One point in favor of the treatment is that it has minimal side effects, Herold says. Previous attempts to stop the immune system attack on beta cells have used powerful drugs such as cyclosporine, which has widespread activity. The monoclonal antibody is designed to inactivate a specific receptor on the T-cells that mount the autoimmune attack.

"This is a fundamentally different approach," Herold says. "This is a very specific, targeted approach to immune regulation."

One reason why the monoclonal antibody report is important, says Dr. Robert Goldstein, chief scientific officer of the Juvenile Diabetes Research Foundation, is that "it is really the first time that we have been able to take observations in animals, and do the same thing in people. This gives us at least a possibility of altering the course of the disease in relatively non-toxic fashion."

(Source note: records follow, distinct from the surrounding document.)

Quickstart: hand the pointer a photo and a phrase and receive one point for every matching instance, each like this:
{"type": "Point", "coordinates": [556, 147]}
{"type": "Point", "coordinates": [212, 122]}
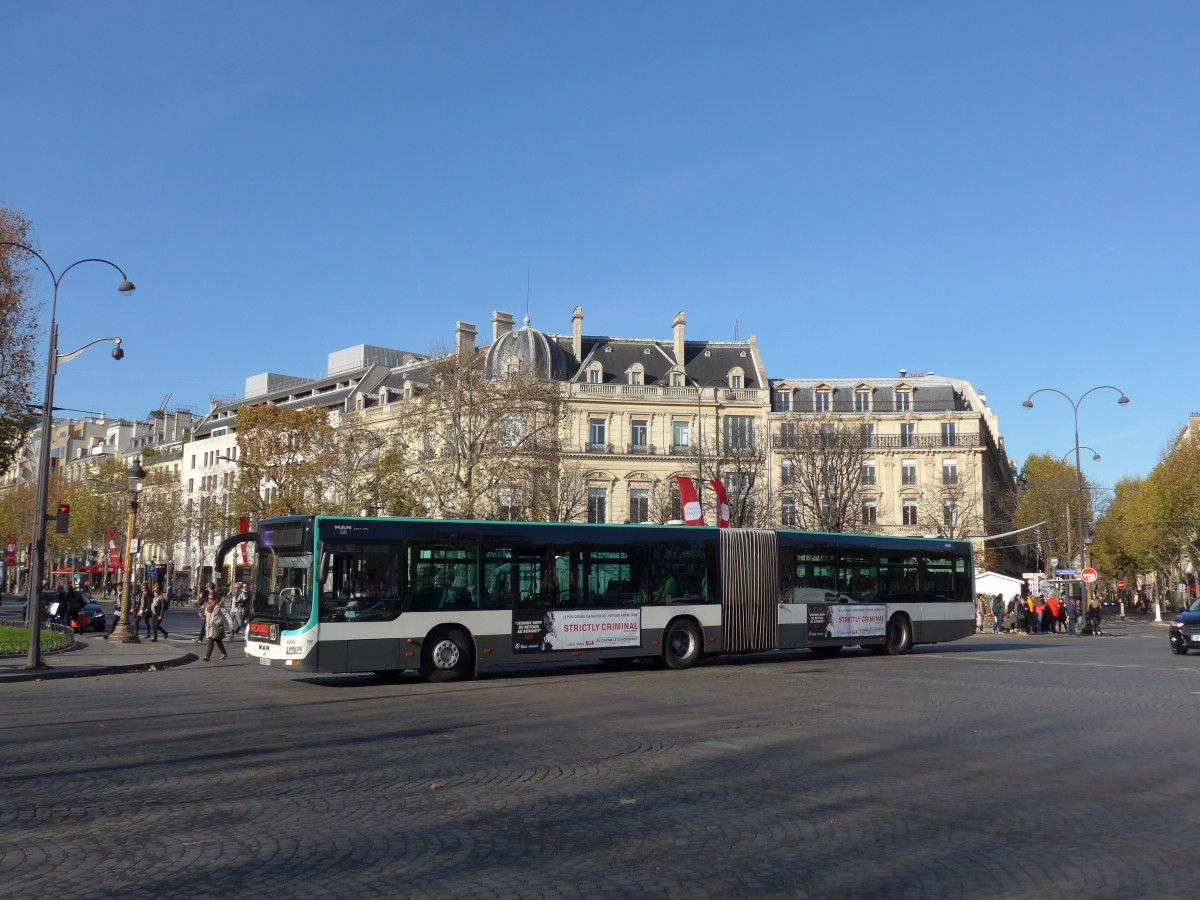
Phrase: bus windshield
{"type": "Point", "coordinates": [281, 591]}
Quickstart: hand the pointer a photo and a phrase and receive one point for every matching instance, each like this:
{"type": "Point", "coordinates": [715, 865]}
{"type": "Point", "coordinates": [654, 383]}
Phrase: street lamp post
{"type": "Point", "coordinates": [37, 557]}
{"type": "Point", "coordinates": [121, 630]}
{"type": "Point", "coordinates": [1122, 400]}
{"type": "Point", "coordinates": [715, 384]}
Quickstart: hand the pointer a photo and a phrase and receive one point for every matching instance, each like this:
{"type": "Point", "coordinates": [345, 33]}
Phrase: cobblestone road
{"type": "Point", "coordinates": [995, 767]}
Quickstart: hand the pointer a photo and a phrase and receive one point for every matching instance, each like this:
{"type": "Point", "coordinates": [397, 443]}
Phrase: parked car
{"type": "Point", "coordinates": [1185, 630]}
{"type": "Point", "coordinates": [93, 615]}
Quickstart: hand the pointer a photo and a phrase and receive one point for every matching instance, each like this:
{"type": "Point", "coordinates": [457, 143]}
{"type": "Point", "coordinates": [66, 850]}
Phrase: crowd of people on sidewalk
{"type": "Point", "coordinates": [1041, 616]}
{"type": "Point", "coordinates": [222, 615]}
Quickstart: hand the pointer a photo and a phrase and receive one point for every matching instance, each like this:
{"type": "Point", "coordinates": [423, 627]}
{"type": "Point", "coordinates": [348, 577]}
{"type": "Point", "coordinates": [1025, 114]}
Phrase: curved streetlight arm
{"type": "Point", "coordinates": [69, 357]}
{"type": "Point", "coordinates": [37, 558]}
{"type": "Point", "coordinates": [1122, 400]}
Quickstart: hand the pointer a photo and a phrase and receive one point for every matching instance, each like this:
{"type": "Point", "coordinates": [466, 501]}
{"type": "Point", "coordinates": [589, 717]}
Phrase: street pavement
{"type": "Point", "coordinates": [94, 655]}
{"type": "Point", "coordinates": [993, 767]}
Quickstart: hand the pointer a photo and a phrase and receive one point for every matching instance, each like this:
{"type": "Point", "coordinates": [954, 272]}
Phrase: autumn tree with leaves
{"type": "Point", "coordinates": [1049, 498]}
{"type": "Point", "coordinates": [483, 447]}
{"type": "Point", "coordinates": [17, 337]}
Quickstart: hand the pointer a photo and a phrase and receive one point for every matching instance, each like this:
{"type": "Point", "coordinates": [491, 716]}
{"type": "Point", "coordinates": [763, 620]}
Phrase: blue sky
{"type": "Point", "coordinates": [1000, 192]}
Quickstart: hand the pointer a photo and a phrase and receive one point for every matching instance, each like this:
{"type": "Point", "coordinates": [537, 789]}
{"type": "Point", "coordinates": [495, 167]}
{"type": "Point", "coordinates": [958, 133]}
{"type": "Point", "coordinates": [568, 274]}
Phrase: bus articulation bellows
{"type": "Point", "coordinates": [339, 594]}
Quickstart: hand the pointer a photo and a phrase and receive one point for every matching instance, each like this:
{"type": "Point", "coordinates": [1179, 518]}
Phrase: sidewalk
{"type": "Point", "coordinates": [93, 655]}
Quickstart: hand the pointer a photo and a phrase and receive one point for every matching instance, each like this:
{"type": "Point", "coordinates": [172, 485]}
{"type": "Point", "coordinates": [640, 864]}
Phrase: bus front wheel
{"type": "Point", "coordinates": [899, 635]}
{"type": "Point", "coordinates": [682, 645]}
{"type": "Point", "coordinates": [447, 657]}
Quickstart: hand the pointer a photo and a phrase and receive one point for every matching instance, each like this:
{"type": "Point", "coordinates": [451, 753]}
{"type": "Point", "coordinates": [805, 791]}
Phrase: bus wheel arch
{"type": "Point", "coordinates": [448, 654]}
{"type": "Point", "coordinates": [683, 643]}
{"type": "Point", "coordinates": [899, 635]}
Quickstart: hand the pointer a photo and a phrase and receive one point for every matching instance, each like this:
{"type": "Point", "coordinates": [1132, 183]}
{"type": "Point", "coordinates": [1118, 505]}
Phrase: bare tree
{"type": "Point", "coordinates": [823, 465]}
{"type": "Point", "coordinates": [485, 447]}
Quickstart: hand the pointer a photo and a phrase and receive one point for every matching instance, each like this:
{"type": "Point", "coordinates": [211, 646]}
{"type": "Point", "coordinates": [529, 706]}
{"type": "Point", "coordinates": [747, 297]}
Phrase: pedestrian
{"type": "Point", "coordinates": [144, 615]}
{"type": "Point", "coordinates": [202, 598]}
{"type": "Point", "coordinates": [216, 621]}
{"type": "Point", "coordinates": [1051, 615]}
{"type": "Point", "coordinates": [157, 610]}
{"type": "Point", "coordinates": [240, 600]}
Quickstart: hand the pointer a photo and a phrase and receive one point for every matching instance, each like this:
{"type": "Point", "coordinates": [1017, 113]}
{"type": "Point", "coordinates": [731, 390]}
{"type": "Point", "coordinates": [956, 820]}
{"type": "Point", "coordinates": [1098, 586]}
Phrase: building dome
{"type": "Point", "coordinates": [526, 351]}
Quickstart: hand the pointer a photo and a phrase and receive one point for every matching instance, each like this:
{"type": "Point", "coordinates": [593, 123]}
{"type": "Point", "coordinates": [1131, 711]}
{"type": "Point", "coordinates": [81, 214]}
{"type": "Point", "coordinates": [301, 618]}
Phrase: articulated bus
{"type": "Point", "coordinates": [337, 594]}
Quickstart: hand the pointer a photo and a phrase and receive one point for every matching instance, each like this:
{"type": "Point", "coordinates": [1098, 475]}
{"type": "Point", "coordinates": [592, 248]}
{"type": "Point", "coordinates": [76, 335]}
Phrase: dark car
{"type": "Point", "coordinates": [93, 616]}
{"type": "Point", "coordinates": [1185, 631]}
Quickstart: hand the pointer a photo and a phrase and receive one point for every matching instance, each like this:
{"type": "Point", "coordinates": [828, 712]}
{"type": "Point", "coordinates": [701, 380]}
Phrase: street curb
{"type": "Point", "coordinates": [91, 671]}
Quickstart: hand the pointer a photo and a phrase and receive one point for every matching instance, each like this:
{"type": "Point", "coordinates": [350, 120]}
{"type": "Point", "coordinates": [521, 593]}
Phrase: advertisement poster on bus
{"type": "Point", "coordinates": [834, 621]}
{"type": "Point", "coordinates": [538, 630]}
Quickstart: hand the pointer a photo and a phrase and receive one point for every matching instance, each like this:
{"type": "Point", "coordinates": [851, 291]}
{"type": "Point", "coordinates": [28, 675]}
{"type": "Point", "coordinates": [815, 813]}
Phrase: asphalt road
{"type": "Point", "coordinates": [994, 767]}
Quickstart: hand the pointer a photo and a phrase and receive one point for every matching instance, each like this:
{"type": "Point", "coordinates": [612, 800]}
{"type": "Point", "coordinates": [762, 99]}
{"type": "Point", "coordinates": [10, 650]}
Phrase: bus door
{"type": "Point", "coordinates": [749, 589]}
{"type": "Point", "coordinates": [807, 588]}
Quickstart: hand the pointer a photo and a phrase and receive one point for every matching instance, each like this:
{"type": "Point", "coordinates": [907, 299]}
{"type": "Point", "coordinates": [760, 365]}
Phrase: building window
{"type": "Point", "coordinates": [598, 505]}
{"type": "Point", "coordinates": [639, 432]}
{"type": "Point", "coordinates": [639, 505]}
{"type": "Point", "coordinates": [679, 436]}
{"type": "Point", "coordinates": [949, 472]}
{"type": "Point", "coordinates": [738, 432]}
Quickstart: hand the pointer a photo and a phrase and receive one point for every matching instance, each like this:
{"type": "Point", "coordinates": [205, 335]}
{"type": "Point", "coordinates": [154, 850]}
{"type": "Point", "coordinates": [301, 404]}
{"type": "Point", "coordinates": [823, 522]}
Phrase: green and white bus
{"type": "Point", "coordinates": [337, 594]}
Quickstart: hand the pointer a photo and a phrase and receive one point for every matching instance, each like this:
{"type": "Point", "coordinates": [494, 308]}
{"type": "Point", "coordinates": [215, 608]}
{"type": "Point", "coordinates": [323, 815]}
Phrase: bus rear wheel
{"type": "Point", "coordinates": [682, 645]}
{"type": "Point", "coordinates": [899, 635]}
{"type": "Point", "coordinates": [447, 657]}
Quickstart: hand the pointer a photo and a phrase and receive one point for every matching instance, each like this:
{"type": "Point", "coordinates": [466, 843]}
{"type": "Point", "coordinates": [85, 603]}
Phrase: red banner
{"type": "Point", "coordinates": [689, 501]}
{"type": "Point", "coordinates": [723, 516]}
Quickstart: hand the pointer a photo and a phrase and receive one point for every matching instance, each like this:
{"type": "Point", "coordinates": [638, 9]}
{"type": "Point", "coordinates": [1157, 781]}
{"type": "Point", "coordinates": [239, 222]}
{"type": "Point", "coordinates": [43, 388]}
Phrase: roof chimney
{"type": "Point", "coordinates": [502, 323]}
{"type": "Point", "coordinates": [677, 328]}
{"type": "Point", "coordinates": [577, 334]}
{"type": "Point", "coordinates": [465, 340]}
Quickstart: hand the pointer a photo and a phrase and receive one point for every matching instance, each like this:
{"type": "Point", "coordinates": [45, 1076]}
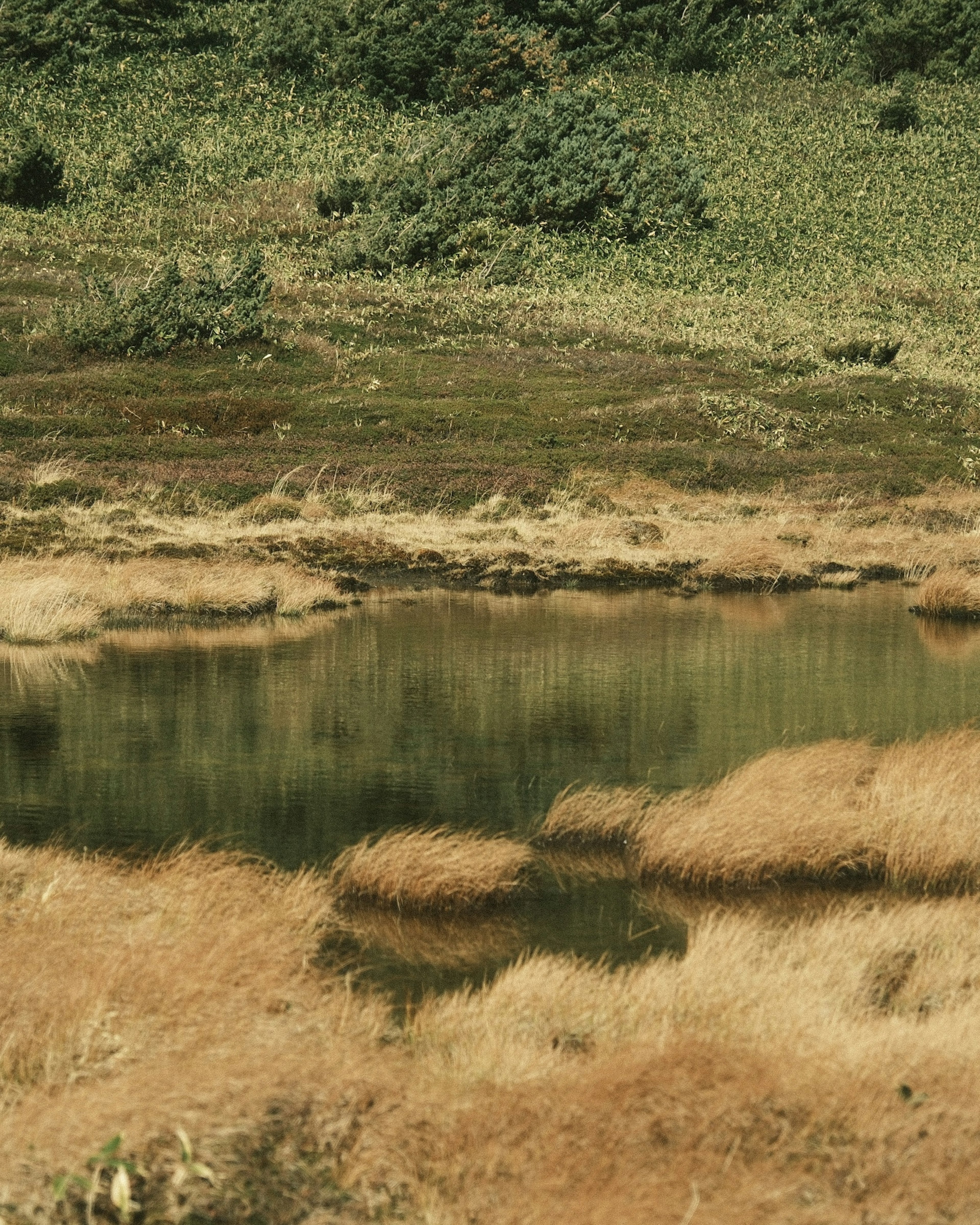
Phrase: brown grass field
{"type": "Point", "coordinates": [642, 533]}
{"type": "Point", "coordinates": [58, 599]}
{"type": "Point", "coordinates": [809, 1063]}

Goldstein says it is not time to abandon hope that insulin treatment could help prevent the disease. The new study used insulin injections, but another study, using oral insulin, is ongoing.

The value of the study is that the researchers were able to screen more than 84,000 close relatives of people with diabetes and determine that 372 of them, whose average age was 11 years, had at least a 50 percent risk of developing diabetes.

"To identify people at risk way before they got the disease, that hadn't been done before," Goldstein says. In those who got insulin and those who didn't, the rate of developing diabetes was the same, about 15 percent a year.

"If the study had prevented diabetes, that would be a banner headline," Goldstein says. "As it was, it created a lot of good things."

What To Do

You can get information on juvenile diabetes, which affects about 1 million Americans, from the Juvenile Diabetes Research Foundation or the National Institute of Diabetes and Digestive and Kidney Diseases.